Muscles and Action
Muscle, the raw material of movement, is a contractile tissue that makes up from 35 to 45 per cent of the body’s weight and powers all its actions – from the merest flicker of an eyelid to the sustained effort needed to run a marathon race. Even during sleep some muscles remain active in order to power vital support systems.
There are 3 types of muscles, all different in structure and function. Skeletal muscle – the meat on our bones – is Best and most abundant. Smooth muscle, found in the arteries, intestines and other internal organs, perform slow, sustained contractions.
Cardiac muscle is specific to the heart, generating the powerful contractions that pump blood throughout the body.
Voluntary Muscles
Only skeletal muscle is under conscious control – governed directly by the central nervous system – and is therefore described as voluntary muscle. It is networked with blood vessels and nerve endings and consists of fibres up to a maximum of about 30 cm long. These fibres have the ability to contract along their whole length in response to nerve stimuli, sometimes shortening by as much as a third. Under a microscopic the fibres appear striped, which accounts for the name “striped” or “striated” muscle. Each voluntary muscle is bound within its own tough, elastic sheath and is further protected by layers of connective tissue.

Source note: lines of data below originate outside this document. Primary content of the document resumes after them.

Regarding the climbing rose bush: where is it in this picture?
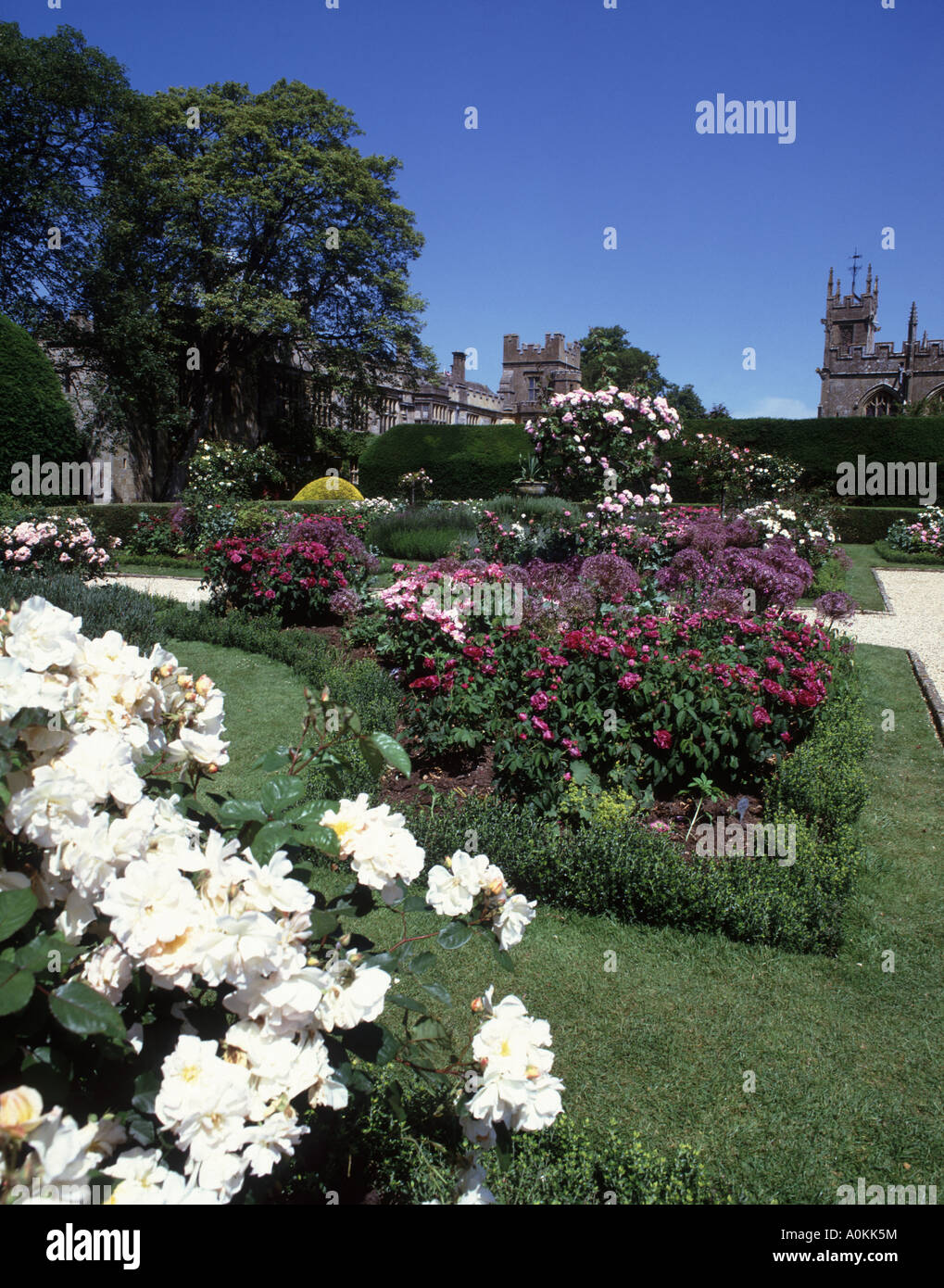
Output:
[885,505,944,555]
[0,597,563,1205]
[525,385,680,509]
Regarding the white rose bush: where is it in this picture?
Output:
[0,597,563,1205]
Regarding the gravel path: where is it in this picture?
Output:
[101,568,944,721]
[805,568,944,711]
[107,575,210,604]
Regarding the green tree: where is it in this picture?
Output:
[580,326,664,398]
[0,22,132,328]
[580,326,727,423]
[0,313,85,499]
[76,82,434,496]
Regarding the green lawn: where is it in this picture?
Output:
[171,633,944,1203]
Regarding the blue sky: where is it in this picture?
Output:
[3,0,944,416]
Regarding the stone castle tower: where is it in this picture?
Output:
[816,264,944,416]
[498,331,581,422]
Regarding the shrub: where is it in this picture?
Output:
[367,506,476,561]
[409,796,861,953]
[205,515,373,624]
[770,666,874,836]
[293,474,363,501]
[0,571,162,651]
[673,416,944,507]
[885,505,944,559]
[0,313,86,492]
[875,541,944,568]
[123,505,195,556]
[0,512,113,580]
[836,504,920,546]
[525,386,679,505]
[291,1067,732,1206]
[359,425,531,499]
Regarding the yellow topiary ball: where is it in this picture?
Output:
[293,474,363,501]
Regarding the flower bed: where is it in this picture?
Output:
[204,515,376,624]
[0,598,563,1205]
[885,505,944,559]
[0,514,121,580]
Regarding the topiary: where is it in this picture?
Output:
[293,474,363,501]
[0,314,86,492]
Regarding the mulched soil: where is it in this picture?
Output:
[296,625,763,840]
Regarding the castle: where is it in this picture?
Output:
[816,264,944,416]
[43,320,581,501]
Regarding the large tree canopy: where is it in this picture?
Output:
[0,22,132,327]
[75,82,433,493]
[580,326,727,423]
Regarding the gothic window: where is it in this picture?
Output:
[862,386,898,416]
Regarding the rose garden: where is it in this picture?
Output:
[0,385,943,1205]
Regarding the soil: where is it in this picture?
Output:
[296,622,763,840]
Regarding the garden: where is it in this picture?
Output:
[0,385,944,1205]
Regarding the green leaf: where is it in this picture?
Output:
[49,979,128,1042]
[309,908,339,939]
[360,733,412,778]
[258,776,305,815]
[217,802,270,827]
[386,1082,407,1123]
[14,935,82,975]
[409,1015,452,1044]
[250,818,293,863]
[0,961,36,1015]
[436,921,472,948]
[420,980,452,1006]
[252,747,291,774]
[0,886,39,942]
[386,993,426,1015]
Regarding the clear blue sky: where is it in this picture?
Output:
[4,0,944,416]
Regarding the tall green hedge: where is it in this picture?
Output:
[0,313,86,499]
[671,416,944,508]
[358,425,531,499]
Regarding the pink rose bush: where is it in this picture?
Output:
[525,385,680,508]
[0,514,115,580]
[0,597,563,1206]
[204,515,377,624]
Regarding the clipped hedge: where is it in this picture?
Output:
[0,313,88,491]
[396,654,872,953]
[673,416,944,507]
[0,569,164,653]
[287,1067,734,1206]
[836,505,920,546]
[359,425,531,499]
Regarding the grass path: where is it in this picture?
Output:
[174,633,944,1203]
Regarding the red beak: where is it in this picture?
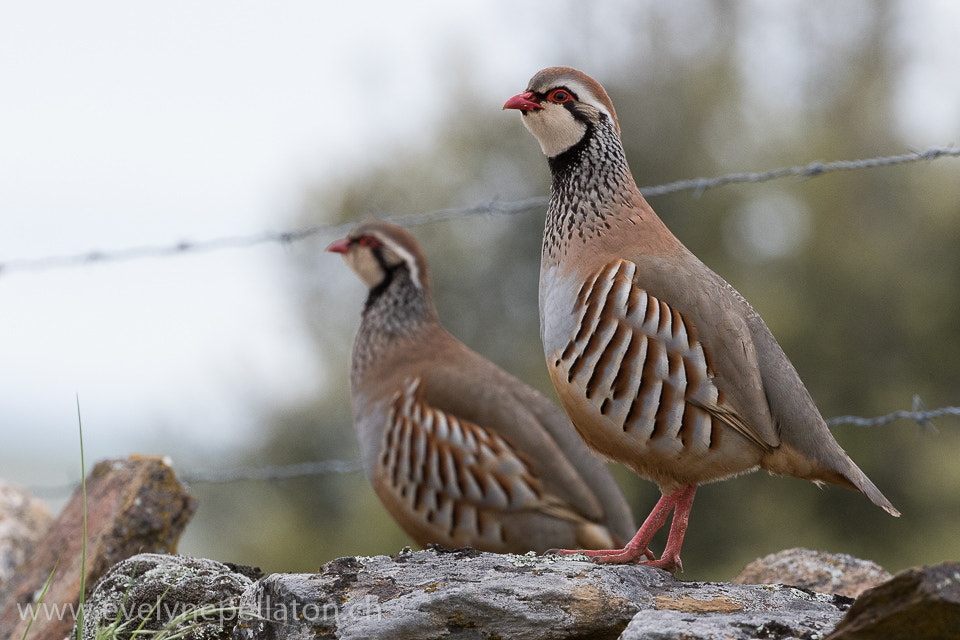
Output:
[503,91,543,113]
[327,238,350,253]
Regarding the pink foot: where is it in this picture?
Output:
[547,485,697,573]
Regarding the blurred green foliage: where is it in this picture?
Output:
[180,0,960,580]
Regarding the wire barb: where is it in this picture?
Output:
[0,146,960,276]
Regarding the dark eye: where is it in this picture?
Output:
[357,236,380,249]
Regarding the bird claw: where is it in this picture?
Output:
[543,547,656,564]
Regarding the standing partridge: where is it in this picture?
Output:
[503,67,899,572]
[327,222,635,553]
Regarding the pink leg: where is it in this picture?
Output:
[548,485,697,573]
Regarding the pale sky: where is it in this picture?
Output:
[0,0,960,484]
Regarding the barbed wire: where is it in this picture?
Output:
[0,146,960,276]
[29,396,960,498]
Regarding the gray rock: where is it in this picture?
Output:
[72,553,253,640]
[234,550,849,640]
[620,611,834,640]
[0,480,53,583]
[829,562,960,640]
[733,549,893,598]
[94,550,960,640]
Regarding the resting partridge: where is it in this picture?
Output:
[503,67,899,572]
[327,222,635,553]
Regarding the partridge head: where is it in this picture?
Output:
[327,222,634,553]
[504,67,899,571]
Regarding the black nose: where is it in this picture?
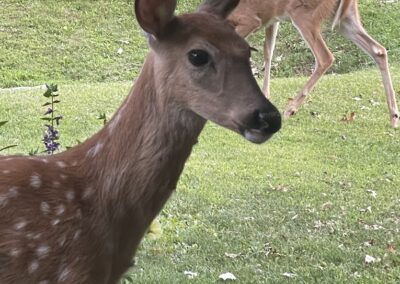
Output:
[258,110,282,133]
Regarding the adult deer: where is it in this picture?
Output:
[0,0,281,284]
[229,0,400,127]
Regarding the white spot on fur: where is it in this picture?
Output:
[108,112,121,133]
[56,161,67,168]
[58,235,67,247]
[28,260,39,274]
[36,245,50,258]
[58,267,71,282]
[32,233,42,240]
[50,219,60,226]
[76,208,82,219]
[65,190,75,202]
[56,204,65,216]
[40,201,50,215]
[0,194,8,208]
[14,219,28,230]
[8,186,18,198]
[73,230,82,241]
[86,142,104,158]
[30,173,42,189]
[10,248,21,257]
[82,186,94,199]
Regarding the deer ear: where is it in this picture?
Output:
[198,0,239,19]
[135,0,176,38]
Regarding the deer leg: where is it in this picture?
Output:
[340,9,400,128]
[230,14,262,38]
[262,22,279,98]
[284,22,335,118]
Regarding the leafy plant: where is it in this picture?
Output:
[42,84,63,154]
[0,121,17,152]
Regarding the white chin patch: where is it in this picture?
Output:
[244,129,272,144]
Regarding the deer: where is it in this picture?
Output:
[229,0,400,128]
[0,0,281,284]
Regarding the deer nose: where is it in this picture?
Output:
[258,111,282,133]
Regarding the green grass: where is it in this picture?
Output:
[0,66,400,283]
[0,0,400,88]
[0,0,400,283]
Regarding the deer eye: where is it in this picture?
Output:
[188,49,210,67]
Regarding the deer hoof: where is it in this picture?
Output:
[390,113,400,128]
[283,108,297,118]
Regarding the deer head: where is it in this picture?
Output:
[135,0,281,143]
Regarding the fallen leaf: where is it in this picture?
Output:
[367,189,378,198]
[321,201,333,210]
[386,244,396,253]
[282,272,297,278]
[364,254,376,264]
[219,272,236,281]
[225,252,240,258]
[360,206,372,213]
[341,111,356,122]
[183,271,198,279]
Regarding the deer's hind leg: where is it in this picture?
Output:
[284,15,334,118]
[339,6,400,128]
[262,22,279,98]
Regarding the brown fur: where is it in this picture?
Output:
[0,0,280,284]
[229,0,400,128]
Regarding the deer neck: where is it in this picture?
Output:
[67,54,205,228]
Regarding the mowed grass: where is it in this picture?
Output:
[0,66,400,283]
[0,0,400,88]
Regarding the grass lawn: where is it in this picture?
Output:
[0,66,400,283]
[0,0,400,283]
[0,0,400,88]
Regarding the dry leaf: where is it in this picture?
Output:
[367,189,378,198]
[183,271,198,279]
[386,244,396,253]
[225,252,240,258]
[219,272,236,281]
[364,254,376,264]
[282,272,297,278]
[341,111,356,122]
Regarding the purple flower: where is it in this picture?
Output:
[44,108,53,115]
[43,125,60,154]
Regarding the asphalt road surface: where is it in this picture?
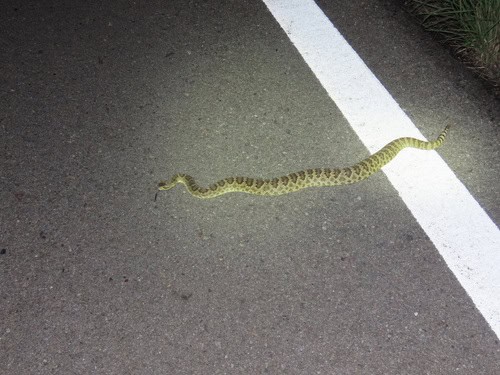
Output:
[0,0,500,375]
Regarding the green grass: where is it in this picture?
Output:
[407,0,500,88]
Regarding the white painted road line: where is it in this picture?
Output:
[263,0,500,338]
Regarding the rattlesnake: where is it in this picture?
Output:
[158,125,450,199]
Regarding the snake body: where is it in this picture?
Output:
[158,125,450,199]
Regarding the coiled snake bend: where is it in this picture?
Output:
[158,125,450,199]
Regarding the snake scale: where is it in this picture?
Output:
[158,125,450,199]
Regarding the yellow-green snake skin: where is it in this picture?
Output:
[158,125,450,199]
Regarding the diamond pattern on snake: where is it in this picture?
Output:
[158,125,450,199]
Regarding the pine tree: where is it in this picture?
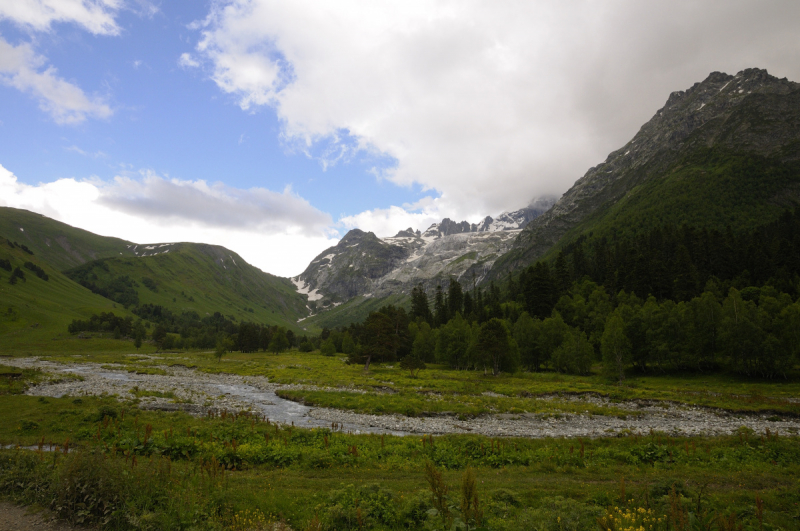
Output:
[447,278,464,315]
[433,284,449,328]
[411,283,433,324]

Skeletal muscles, mostly attached to bone either directly or through tendons, include flexors to bend joints and extensors to straighten them. Abductor muscles are needed to pull the arm, for example, away from its natural position at the side of the body, and adductors return it to the side. Limbs are twisted by rotators. Each fibre in a muscle has a separate nerve branch; these branches meet at what is called the motor end plate. A nerve impulse from the brain or spinal cord releases a chemical transmitter substance that makes the fibre contract.
No single muscle, however, is of much use in isolation. Because contracted fibres requires an opposing force to expand, skeletal muscle is mostly arranged in antagonistic blocks with flexors working against extensors and abductors against adductors.
When muscles contract, using energy, heat builds up and carbon-dioxide. Water and lactic acid are formed. After strenuous exertion muscles are affected by an accumulation of lactic acid because there is not enough oxygen available for metabolism. This results in an aching sensation and in “heaviness” of the limbs. A build-up of lactic acid, combined with deprivation of salt and water or oxygen, may be the cause of cramp.
Involuntary Muscles
Involuntary muscle, the basis of internal support systems, has an equally vital role to play. Both types of involuntary muscle – smooth and cardiac – are in continuous use, maintaining such functions as respiration, digestion and circulation and heart contraction.
Smooth muscle fibres are arranged in two different patterns, depending on the delicacy of their task. There are multi-unit smooth muscles, for examples, in the arteries and in the iris of the eye. There are tiny individual fibres are separated, each contracting only when stimulated by a nerve impulse.
In the kind of smooth muscle found in the viscera – the intestines, bile ducts, ureters and other internal organs – smooth muscle fibres are packed together so densely that they are almost indistinguishable from each other. This is the kind of muscle that powers the wave-like movement known as peristalsis. The antagonistic mechanism vital to muscle function is achieved by the arrangement of two sets of muscle fibres – longitudinal and circular – that compose the muscular wall, and by two sets of autonomic nerves, the sympathetic and parasympathetic.
Early on in the digestive process there is an ingenious mixture of muscle types working in collaboration. This is in the oesophagus or gullet, the canal running from the mouth to the stomach. Voluntary muscle rings the upper third of this tube, but sensation of movement ceases as food reaches the middle section, which consists of mixed voluntary and involuntary muscle.
Voluntary and involuntary features are combined in the bladder. The smooth layers must first relax, allowing the bladder to stretch as it fills with urine, and then contract to expel the contents. The sphincter, a ring of striated muscles that is under conscious control, is the governing mechanism. Kept contracted while the bladder is filling, the sphincter seals off the outlet until, under voluntary direction, it is relaxed and urine is passed.
The muscle of the heart
Cardiac muscle – the fabric of the heart – is striated like voluntary fibres but it is not under conscious control. Highly adaptable, cardiac muscle is stretched as blood enters the heart chambers. The degree of expansion is signaled by pacemaker tissue to ordinary cardiac muscle cells, ensuring adequate and coordinated constriction to empty the heart completely. Once again the antagonistic principle comes into play and changes in the rate and strength of contraction are governed by the sympathetic and parasympathetic nerves. In the heart, as in the intestine, stimulation of one set of nerves increases contraction while the other set decreases it.